A law firm in Regina, SK has filed a national class action lawsuit against some of Canada’s largest indemnity insurers for their refusal to pay business owners for losses sustained due to the coronavirus outbreak.
According to Tony Merchant, the principal lawyer of Merchant Law Group, the lawsuit names the 10 largest providers of insurance in Saskatchewan and Canada – the list includes the likes of Desjardins Financial Security Life Assurance Company, Co-Operators General Insurance Company, and Wynward Insurance Group.
CBC News reported that, as of Friday last week, the class action only had a few plaintiffs. However, Merchant believes affected businesses will one-by-one come forward and join. The lawyer would not provide the exact number of businesses involved in the lawsuit.
“The insurance companies are trying to wiggle out of paying based on that this is not anticipated. It’s a pandemic. It’s so terrible. [But] the reality is they had to know this kind of thing was going to happen because it has happened before,” Merchant remarked.

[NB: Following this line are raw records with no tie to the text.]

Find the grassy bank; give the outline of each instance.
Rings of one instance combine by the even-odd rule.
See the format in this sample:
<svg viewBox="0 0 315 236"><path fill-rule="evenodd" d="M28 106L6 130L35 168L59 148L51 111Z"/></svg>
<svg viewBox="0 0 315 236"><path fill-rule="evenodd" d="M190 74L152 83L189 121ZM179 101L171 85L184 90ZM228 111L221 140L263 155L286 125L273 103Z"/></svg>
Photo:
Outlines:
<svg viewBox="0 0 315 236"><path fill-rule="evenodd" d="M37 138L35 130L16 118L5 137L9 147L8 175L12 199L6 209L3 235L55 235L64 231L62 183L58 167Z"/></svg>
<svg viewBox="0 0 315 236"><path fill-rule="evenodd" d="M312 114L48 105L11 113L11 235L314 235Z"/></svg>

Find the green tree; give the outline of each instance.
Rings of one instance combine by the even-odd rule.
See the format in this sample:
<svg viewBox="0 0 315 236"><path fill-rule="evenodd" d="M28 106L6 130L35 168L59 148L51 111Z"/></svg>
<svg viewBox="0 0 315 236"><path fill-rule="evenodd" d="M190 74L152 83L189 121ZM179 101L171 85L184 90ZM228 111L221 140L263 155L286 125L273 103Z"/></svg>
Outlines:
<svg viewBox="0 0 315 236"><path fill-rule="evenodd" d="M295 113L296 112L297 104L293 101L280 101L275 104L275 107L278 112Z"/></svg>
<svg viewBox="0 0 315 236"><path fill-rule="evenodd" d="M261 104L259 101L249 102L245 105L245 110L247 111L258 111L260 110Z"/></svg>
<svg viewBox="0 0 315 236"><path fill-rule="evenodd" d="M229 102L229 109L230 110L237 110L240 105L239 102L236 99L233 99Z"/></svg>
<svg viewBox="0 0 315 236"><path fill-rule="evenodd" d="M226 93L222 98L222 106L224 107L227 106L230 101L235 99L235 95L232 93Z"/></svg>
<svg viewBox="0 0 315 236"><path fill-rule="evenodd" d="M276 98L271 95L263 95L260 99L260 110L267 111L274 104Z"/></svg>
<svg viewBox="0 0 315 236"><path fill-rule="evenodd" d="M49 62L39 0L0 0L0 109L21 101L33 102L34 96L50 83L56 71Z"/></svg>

Merchant noted that insurance companies are claiming that the pandemic is a “force majeure,” which means it was an unforeseeable circumstance that excuses a party from fulfilling a contract.
“We believe we’re going to be successful. We do not think that the insurance companies can claim [that] this was unforeseen. Pandemics are not unforeseen,” the lawyer said, who pointed to previous health crises such as SARS, MERS, and the avian flu.
The lawyer reasoned that in terms of insurance coverage, a war would be a better example of a force majeure. But he noted that if insurance companies will not pay for business interruption and for pandemic circumstances, “it’s hard to imagine when they would pay.”